Midwesterners will call me a pussy. In fact, I'll pre-emptively call myself one. Yesterday, I made one of the poorer decisions of my life (I know, that's saying something) when I heard there was a tornado warning in a nearby part of the county and decided to drive there to do some storm chasing. It very quickly went from "Awesome," to "Oh, shit."

It's been a strange, rainy spring here in the high desert of southern Idaho - we've already had two reported tornados in a state that averages about a three a year - and it's not even officially summer yet.

The weirdness continued yesterday with unusually humid conditions leading to a weather pattern more like the Midwest or South than the Rockies. A line of severe thunderstorms came crashing into southwest Idaho bringing large hail and at least one funnel cloud. When I heard the storm was going to hit nearby Kuna in about 20 minutes and possibly bring tornados I decided to drive out there to see what I could see.

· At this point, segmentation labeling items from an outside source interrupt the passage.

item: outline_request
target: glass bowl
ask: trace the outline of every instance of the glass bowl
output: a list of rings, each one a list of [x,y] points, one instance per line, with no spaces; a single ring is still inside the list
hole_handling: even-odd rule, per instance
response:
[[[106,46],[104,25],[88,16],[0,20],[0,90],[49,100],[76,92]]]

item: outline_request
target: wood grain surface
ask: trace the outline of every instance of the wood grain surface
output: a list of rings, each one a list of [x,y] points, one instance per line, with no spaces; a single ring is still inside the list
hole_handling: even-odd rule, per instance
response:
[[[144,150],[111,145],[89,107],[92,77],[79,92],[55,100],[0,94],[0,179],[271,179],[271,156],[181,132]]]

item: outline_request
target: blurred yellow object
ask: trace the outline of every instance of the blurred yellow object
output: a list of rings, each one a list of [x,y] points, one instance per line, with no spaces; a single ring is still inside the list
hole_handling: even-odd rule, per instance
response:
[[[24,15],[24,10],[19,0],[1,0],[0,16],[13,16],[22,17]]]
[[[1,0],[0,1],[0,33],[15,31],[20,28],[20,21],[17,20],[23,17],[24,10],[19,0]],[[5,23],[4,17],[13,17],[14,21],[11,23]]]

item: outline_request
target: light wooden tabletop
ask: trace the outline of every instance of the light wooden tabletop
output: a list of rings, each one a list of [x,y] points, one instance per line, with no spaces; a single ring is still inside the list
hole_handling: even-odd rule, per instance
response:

On the way over I could see sinister clouds with a very clear rotational pattern and lots of lighting. But the rain and winds were light and I still wasn't thinking too much of it. Then I got to Kuna a few minutes ahead of the storm predictions and the rain picked up a little, but still nothing I haven't seen before.

Soon, though, I heard a crash on my roof and I thought a rock had hit my car. Then it sounded like it was raining rocks and I saw sheets of nickel-size hail pounding my hood and windshield. The sky was nearly black, it sounded as though my windshield was going to break from the hail and all the drivers around me suddenly lost their minds, swerving, pulling off the road and generally doing their best to make it even more dangerous to be driving through a potentially tornadic system.

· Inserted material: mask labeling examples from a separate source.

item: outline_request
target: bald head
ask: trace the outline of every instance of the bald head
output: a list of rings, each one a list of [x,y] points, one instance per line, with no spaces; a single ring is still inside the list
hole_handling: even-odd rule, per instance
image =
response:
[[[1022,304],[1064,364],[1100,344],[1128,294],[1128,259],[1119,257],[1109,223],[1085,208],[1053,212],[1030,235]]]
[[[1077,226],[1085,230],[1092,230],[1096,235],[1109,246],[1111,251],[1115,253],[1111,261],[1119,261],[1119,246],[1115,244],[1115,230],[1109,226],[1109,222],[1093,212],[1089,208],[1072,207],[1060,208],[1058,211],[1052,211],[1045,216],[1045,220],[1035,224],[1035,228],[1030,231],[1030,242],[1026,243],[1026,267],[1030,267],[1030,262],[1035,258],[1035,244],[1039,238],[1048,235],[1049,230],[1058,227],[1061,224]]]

"Hmm," I thought, "I'm a fucking idiot."

So what could I do? I continued driving down the increasingly waterlogged roads praying my windshield would hold and hoping to see the tornado and not be the tornado.

Ten minutes later it was blue skies. No tornado, no broken glass (although the storm did break car windows in the mountains), just some very minor street flooding. And I drove back to the office, knowing my hardy, storm-tested Midwestern relatives would be ashamed I was afraid of a little thunderstorm.

Comments:
Last summer my husband was either very nearly hit or hit by lightning in our front yard during a monsoon thunderstorm.
That was nifty.
 
Tough wasn't the word I was thinking of.
 
Well, he wasn't sure. He was all tingly...
He's pretty tough.
I don't know what word the Druz was thinking of...maybe...insane?

He also took the opportunity presented by our first summer thunderstorm to play "Deadliest Catch" and BBQ out in the pouring rain...yeah, he's "insane".